Radio shows like this opened a much larger market for companies like CBS, who offered independent radio stations “all of its sustaining content for free“. The only condition, if it can be called that, was that the radio stations “agree to carry the sponsored content as well.” For carrying this sponsored content, the stations would get paid as well! Why? In this way, CBS was buying the attention of millions of people across the country. As far as the radio stations were concerned, all this was for free. Nor did the consumers complain. The only loss was the loss of independence of independent radio stations.

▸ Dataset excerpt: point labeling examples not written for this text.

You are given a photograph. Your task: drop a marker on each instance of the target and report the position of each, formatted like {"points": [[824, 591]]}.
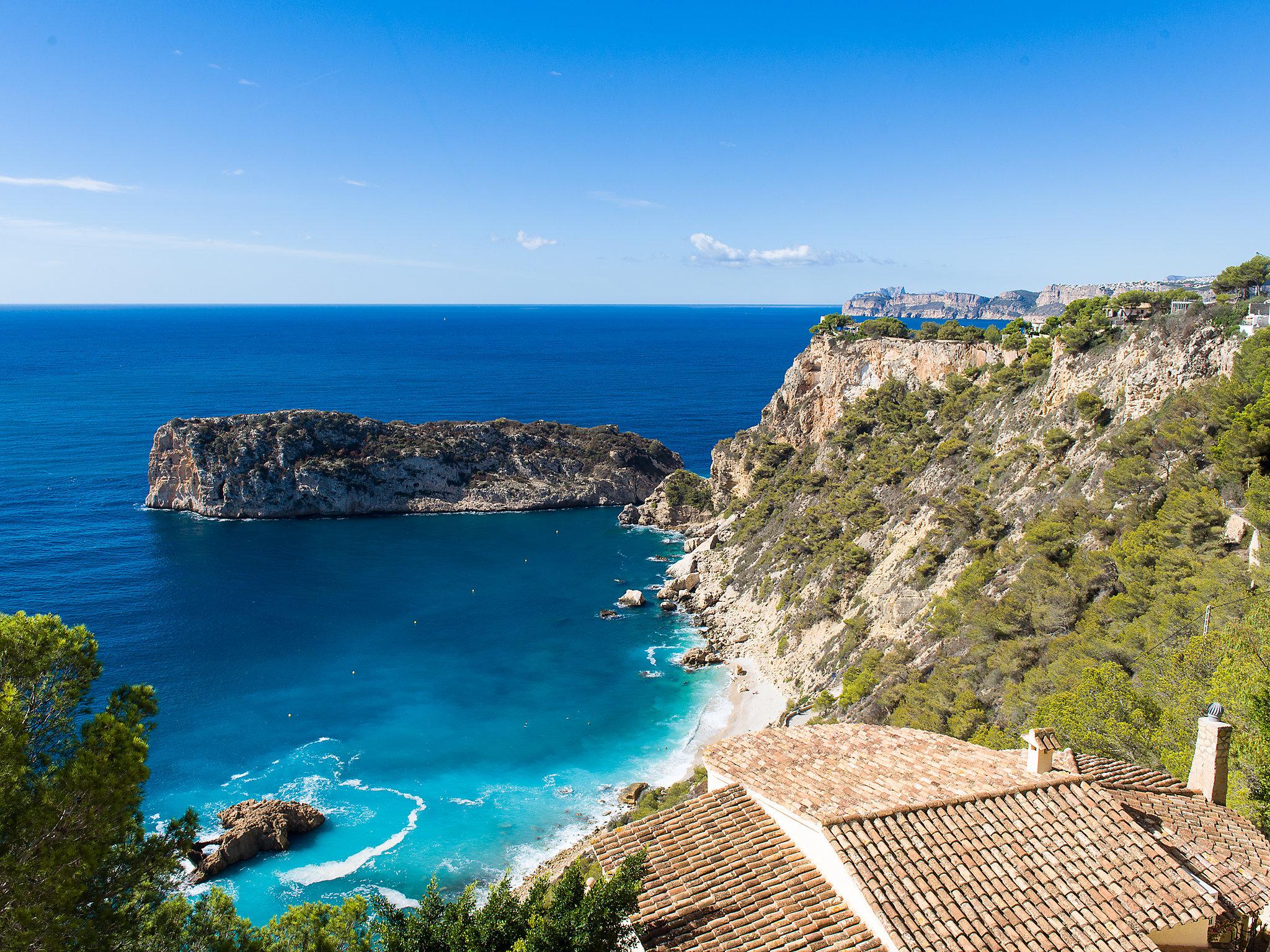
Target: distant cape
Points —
{"points": [[313, 464]]}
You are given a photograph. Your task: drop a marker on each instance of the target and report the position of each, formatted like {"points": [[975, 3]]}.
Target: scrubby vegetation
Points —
{"points": [[78, 870], [683, 488], [845, 328], [1088, 616], [664, 798]]}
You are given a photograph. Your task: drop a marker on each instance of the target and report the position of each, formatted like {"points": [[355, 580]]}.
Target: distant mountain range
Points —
{"points": [[944, 305]]}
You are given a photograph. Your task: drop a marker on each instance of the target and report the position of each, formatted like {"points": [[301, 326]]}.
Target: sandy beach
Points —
{"points": [[756, 702]]}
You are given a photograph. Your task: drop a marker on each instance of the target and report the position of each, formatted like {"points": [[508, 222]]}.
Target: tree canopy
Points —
{"points": [[1240, 277]]}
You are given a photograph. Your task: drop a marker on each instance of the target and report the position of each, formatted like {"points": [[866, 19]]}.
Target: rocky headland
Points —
{"points": [[252, 827], [797, 559], [314, 464]]}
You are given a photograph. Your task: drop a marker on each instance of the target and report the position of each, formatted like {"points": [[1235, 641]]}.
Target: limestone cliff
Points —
{"points": [[819, 542], [308, 462]]}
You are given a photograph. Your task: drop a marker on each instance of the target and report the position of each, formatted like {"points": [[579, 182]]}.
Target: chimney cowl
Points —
{"points": [[1042, 746], [1210, 762]]}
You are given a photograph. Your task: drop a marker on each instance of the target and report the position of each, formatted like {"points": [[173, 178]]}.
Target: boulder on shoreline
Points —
{"points": [[700, 658], [633, 598], [631, 792], [252, 827]]}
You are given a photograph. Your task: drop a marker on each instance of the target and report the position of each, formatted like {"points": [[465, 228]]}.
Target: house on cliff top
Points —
{"points": [[888, 839]]}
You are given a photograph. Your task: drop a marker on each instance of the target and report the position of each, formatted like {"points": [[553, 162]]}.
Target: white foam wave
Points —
{"points": [[398, 899], [339, 868]]}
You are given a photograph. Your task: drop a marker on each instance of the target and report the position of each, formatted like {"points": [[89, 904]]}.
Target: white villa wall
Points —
{"points": [[1185, 936]]}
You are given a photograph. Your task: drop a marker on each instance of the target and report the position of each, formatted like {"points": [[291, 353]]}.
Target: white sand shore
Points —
{"points": [[756, 701]]}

A century of relentless advertising meant that the consumer was ready to pay for content, as long as it meant “peace and quiet“, was “hardly good news for the attention merchants or their brokers in the advertising industry.” What Tim Wu calls for, and argues for, is a sort of “human reclamation project“, where “consciousness and mental space” are sought to be placed beyond the reaches of the attention merchants, even if it is for short periods of time. This is by no means an easy objective to achieve, as all of us who have tried various forms of “digital detox” diets at one point or the other. However, if we as individuals are to survive this century with our identity and sense of self, the attention merchants need to be separated from our attention. If anything, this will prove even more difficult than the author may imagine. A new breed of intrusive, omnipresent, robots have made their emergence in the last couple of years – smart speakers like Amazon EchoApple HomePod, or Google Home, that sit like furniture in our homes, always listening, always connected to the internet, always sending data back, always refining their understanding of humans-as-consumers. The battle may only be intensifying.

This is one of the most important books to come out in recent times, and certainly one of the most remarkable books I read in 2017.